Russian Foreign Minister Sergei Lavrov and Chinese Foreign Minister Yang Jiechi announced their countries’ stances after a meeting on the situation in Syria at the United Nations office in Geneva on Saturday.
Lavrov said that Moscow had convinced other parties to accept that Syrians should make the decision on any transition and that no party should be excluded from the process.
“How exactly the work on a transition to a new stage is conducted will be decided by the Syrians themselves,” he said, adding, “There are no demands to exclude from this process any one group. This aspect had been present in many of our partners’ proposals. We have convinced them that this is unacceptable.”

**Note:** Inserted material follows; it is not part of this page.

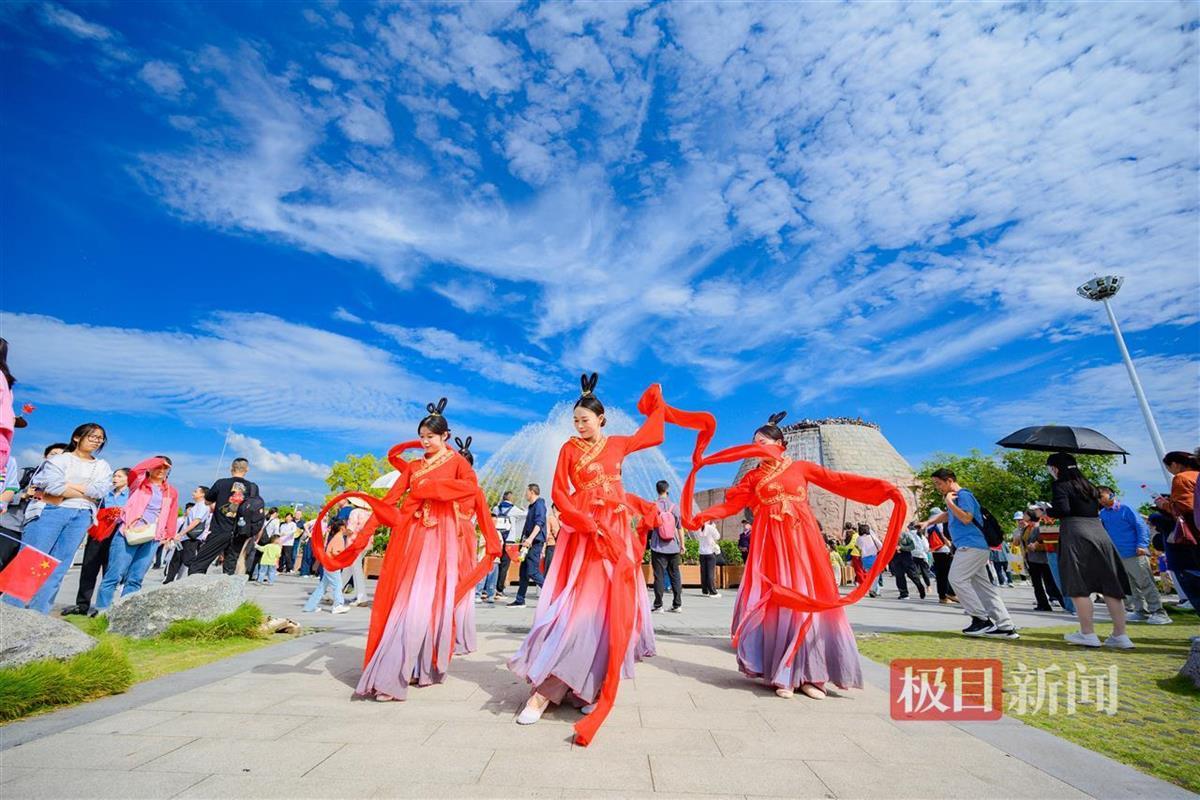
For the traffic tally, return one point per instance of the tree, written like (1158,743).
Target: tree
(357,474)
(1006,481)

Yang also emphasized the need for an all-Syrian solution to the crisis, noting that “outsiders cannot make decisions for the Syrian people.”
UN-Arab League envoy to Syria Kofi Annan said at a press conference after the meeting that diplomats meeting in Geneva have reached an agreement on a Syrian-led transitional governing body that “could include members of the present government and the opposition and other groups, and shall be formed on the basis of mutual consent.”

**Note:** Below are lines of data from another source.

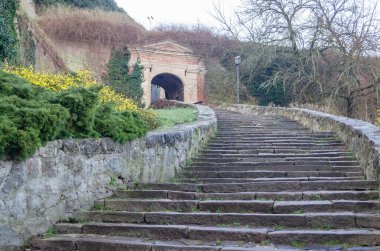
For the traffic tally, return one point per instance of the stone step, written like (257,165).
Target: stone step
(248,180)
(241,206)
(273,151)
(276,221)
(279,196)
(273,155)
(249,167)
(98,241)
(267,174)
(263,158)
(303,148)
(285,144)
(289,186)
(122,243)
(274,186)
(269,162)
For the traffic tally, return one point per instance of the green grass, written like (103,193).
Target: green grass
(49,233)
(298,244)
(175,116)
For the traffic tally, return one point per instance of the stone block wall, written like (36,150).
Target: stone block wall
(362,138)
(68,175)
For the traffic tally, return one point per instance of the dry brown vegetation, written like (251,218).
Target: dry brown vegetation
(90,26)
(202,40)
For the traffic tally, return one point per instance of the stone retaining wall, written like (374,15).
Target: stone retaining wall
(68,175)
(362,138)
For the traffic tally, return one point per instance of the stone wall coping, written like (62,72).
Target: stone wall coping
(361,137)
(66,176)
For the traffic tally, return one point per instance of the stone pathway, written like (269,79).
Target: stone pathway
(263,183)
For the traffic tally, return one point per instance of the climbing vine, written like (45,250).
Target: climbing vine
(121,78)
(8,35)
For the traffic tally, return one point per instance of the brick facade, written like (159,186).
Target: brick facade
(168,58)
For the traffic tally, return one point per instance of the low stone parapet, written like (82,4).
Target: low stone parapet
(69,175)
(362,138)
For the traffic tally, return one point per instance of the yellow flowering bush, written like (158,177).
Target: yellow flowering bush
(59,81)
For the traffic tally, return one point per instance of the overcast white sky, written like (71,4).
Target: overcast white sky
(187,12)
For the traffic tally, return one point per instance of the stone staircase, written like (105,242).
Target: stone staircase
(263,183)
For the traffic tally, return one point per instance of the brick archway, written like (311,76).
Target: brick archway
(167,85)
(172,67)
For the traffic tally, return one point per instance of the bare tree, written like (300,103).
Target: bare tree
(329,43)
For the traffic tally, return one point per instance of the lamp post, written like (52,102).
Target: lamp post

The plan “makes it clear that we have provided guidelines and principles to assist the Syrian parties as they move ahead with the transition,” Annan stated.
Moscow and Beijing opposed the wording of the proposal that called for an interim government that excludes those “whose continued presence and participation would undermine the credibility of the transition and jeopardize stability and reconciliation.”
The foreign ministers of Russia, China, Britain, France, Turkey, Qatar, Kuwait, and Iraq, UN Secretary General Ban Ki-moon, Arab League Secretary General Nabil El-Araby, and the secretary of state of the United States attended the meeting.
But diplomats from Iran and Saudi Arabia were not invited to the Geneva meeting.